Neste cenário, o velho paradigma do teste do produto final, o mito da análise que assegura a qualidade microbiológica não é mais adequado. Esta abordagem está sendo mudada e substituída por conceitos e princípios de ?avaliação de risco microbiológico?, que visa estabelecer um ?estado desejado? de desenvolvimento e produção de medicamentos não estéreis e cosméticos que tenha altos níveis de consistência para atender aos objetivos de eficácia, pureza e segurança.
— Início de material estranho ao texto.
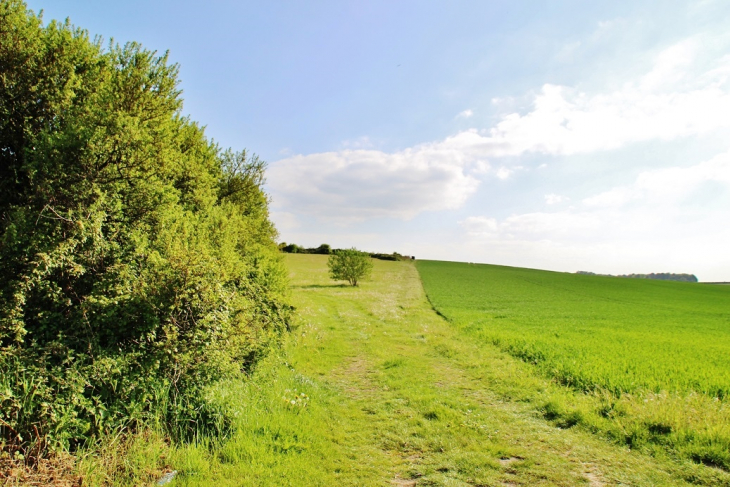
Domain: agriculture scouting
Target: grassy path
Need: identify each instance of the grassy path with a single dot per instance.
(380, 390)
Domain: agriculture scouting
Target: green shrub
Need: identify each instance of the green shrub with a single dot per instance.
(349, 265)
(138, 261)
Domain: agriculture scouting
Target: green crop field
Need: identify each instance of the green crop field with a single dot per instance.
(649, 359)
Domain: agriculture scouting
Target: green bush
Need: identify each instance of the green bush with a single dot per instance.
(139, 264)
(349, 265)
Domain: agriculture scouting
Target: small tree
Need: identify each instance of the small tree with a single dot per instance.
(349, 265)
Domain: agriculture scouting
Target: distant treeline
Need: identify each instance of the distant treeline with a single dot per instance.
(325, 249)
(662, 276)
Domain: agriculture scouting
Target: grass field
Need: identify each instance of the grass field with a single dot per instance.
(651, 357)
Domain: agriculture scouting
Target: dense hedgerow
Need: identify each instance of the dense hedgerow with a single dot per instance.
(137, 259)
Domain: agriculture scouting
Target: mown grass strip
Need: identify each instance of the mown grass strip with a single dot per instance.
(651, 359)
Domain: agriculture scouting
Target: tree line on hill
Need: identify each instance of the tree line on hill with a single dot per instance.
(662, 276)
(325, 249)
(139, 265)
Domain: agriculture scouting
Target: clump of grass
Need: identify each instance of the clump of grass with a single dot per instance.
(647, 360)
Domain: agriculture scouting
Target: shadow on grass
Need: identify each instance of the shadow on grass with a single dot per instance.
(320, 286)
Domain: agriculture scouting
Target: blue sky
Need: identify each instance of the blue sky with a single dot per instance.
(563, 135)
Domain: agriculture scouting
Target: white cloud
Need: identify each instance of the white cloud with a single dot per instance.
(649, 225)
(355, 185)
(675, 98)
(553, 199)
(666, 186)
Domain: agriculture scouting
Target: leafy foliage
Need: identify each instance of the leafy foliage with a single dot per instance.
(138, 260)
(652, 354)
(349, 265)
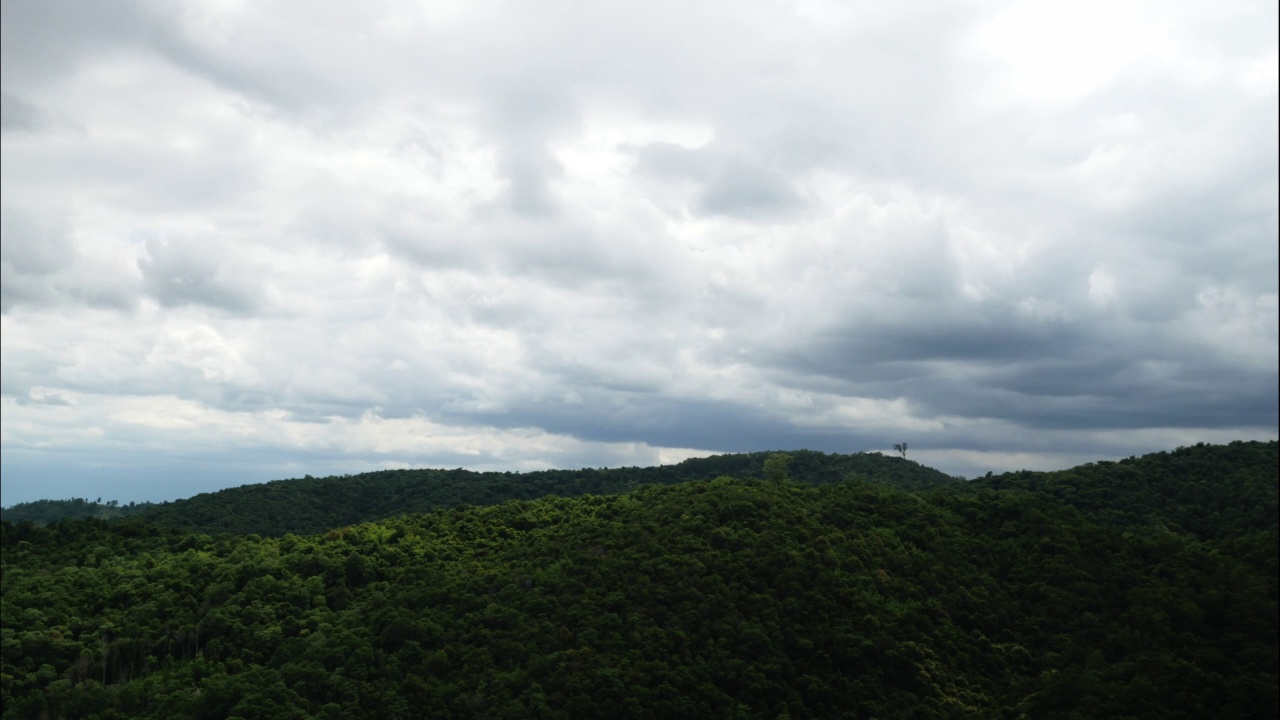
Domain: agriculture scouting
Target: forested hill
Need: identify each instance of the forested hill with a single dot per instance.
(708, 598)
(311, 505)
(1210, 491)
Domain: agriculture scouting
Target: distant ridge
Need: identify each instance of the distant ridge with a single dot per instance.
(312, 505)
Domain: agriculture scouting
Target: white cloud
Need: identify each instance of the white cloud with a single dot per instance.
(364, 236)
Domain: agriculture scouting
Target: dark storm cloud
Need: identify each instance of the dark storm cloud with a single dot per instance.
(525, 236)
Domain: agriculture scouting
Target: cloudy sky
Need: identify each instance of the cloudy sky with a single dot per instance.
(247, 241)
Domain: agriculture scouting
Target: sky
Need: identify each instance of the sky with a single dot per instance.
(246, 241)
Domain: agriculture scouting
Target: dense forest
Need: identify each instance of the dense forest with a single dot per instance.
(312, 505)
(1143, 588)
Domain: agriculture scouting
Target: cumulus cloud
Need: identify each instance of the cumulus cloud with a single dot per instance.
(503, 236)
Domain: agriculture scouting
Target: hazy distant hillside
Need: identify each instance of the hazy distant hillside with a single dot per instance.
(1075, 597)
(44, 511)
(312, 505)
(1210, 491)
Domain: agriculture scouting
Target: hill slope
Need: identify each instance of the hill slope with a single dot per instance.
(714, 598)
(312, 505)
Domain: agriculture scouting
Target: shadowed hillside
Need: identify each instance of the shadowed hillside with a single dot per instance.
(704, 598)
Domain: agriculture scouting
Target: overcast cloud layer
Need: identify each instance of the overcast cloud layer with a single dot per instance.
(254, 240)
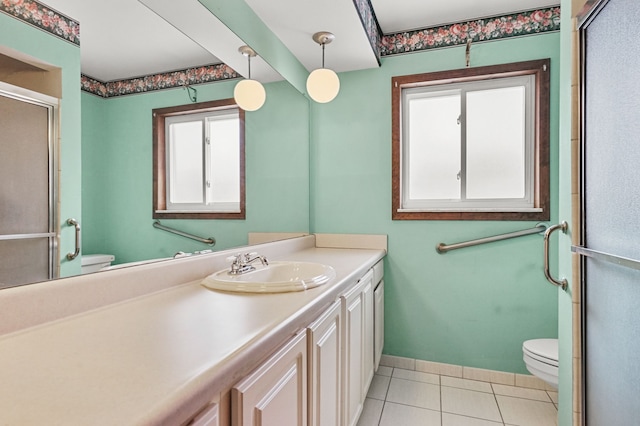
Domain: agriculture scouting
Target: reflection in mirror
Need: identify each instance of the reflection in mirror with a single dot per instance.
(116, 153)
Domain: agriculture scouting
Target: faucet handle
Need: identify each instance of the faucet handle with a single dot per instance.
(234, 258)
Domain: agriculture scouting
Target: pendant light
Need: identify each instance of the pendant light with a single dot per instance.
(249, 94)
(323, 84)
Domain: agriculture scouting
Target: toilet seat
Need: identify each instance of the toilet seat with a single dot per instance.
(543, 350)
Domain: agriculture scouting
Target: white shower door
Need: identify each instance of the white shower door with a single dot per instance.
(27, 188)
(610, 191)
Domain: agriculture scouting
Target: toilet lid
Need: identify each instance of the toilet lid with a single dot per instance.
(544, 350)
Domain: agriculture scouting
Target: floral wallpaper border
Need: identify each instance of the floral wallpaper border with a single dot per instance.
(41, 16)
(168, 80)
(370, 24)
(513, 25)
(530, 22)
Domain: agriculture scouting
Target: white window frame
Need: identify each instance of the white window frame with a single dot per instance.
(207, 205)
(534, 205)
(205, 111)
(525, 203)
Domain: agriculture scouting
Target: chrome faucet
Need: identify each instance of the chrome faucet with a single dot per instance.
(241, 263)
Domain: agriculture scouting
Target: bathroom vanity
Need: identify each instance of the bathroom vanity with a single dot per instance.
(150, 345)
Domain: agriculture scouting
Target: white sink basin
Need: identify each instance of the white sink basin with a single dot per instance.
(277, 277)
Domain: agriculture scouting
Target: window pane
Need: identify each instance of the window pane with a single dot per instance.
(224, 133)
(185, 166)
(434, 147)
(496, 143)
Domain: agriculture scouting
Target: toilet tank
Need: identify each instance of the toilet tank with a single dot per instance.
(95, 262)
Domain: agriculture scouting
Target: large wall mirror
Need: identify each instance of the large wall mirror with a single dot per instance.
(111, 193)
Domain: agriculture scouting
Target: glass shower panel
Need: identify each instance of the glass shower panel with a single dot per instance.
(26, 193)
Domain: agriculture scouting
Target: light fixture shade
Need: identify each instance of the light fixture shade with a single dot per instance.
(249, 94)
(323, 85)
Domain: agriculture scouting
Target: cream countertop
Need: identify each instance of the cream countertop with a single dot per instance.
(159, 357)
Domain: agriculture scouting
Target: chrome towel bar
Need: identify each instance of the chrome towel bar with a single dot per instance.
(443, 248)
(607, 257)
(211, 241)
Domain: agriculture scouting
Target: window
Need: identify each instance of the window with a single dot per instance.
(472, 144)
(199, 161)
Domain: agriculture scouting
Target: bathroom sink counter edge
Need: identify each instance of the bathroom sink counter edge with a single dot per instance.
(160, 356)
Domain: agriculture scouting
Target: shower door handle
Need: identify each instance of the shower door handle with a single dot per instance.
(563, 227)
(73, 222)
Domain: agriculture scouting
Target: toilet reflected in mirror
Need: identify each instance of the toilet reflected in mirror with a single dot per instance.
(541, 359)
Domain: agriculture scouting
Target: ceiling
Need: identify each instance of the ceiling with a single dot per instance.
(132, 38)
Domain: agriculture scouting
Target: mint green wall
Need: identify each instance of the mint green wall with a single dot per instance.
(565, 305)
(471, 307)
(117, 173)
(49, 49)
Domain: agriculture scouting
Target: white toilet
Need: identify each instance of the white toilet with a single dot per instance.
(95, 262)
(541, 358)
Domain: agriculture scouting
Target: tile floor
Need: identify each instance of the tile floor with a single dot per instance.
(400, 397)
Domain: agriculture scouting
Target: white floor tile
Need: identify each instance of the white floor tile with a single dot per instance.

Com isso o microbiologista na indústria passa a cumprir um papel estratégico, devendo estar criticamente integrado a diferentes áreas, da pesquisa e desenvolvimento (P&D) à produção, para assegurar que os níveis de qualidade e segurança sejam alcançados. Suas funções incluem a capacidade de identificação da origem da contaminação microbiológica, compreensão de condições e parâmetros para proliferação e sobrevivência para continuamente melhorar conceitos e práticas para proteção, exclusão, redução ou destruição de entidades microbianas contaminantes. A microbiologia cruza múltiplas áreas críticas tanto de desenvolvimento como de produção, como controle do material, formulação,processos de manufatura, embalagens, monitoramento ambiental ede pessoal, etc.
Para efetivamente cumprir este papel, a formação do microbiologista, além da biologia, bioquímica e ecologia, deve incluir conhecimentos de química, física e estatística, que lhe permitam ter domínio sobre processos de controle de crescimento microbiano como conservação, sanitização, esterilização e validações das metodologias. Novas metodologias, com novos princípios não dependentes de crescimento estão sendo discutidas e desenvolvidas no âmbito das farmacopéias e agências internacionais, constituindo um campo amplo e sofisticado de possibilidades, que igualmente devem estar incluídas no rol de interesses do microbiologista.
Este cenário de mudanças radicais de atribuições que o microbiologista enfrenta hoje deve estar acompanhada de ferramentas que lhe permitam formação e atualizações adequadas. É um longo caminho, que a SBM está se comprometendo a começar a trilhar, oferecendo uma gama de opções de cursos, ?worshops?, seminários voltados para o profissional que atua em controle microbiológico na indústria.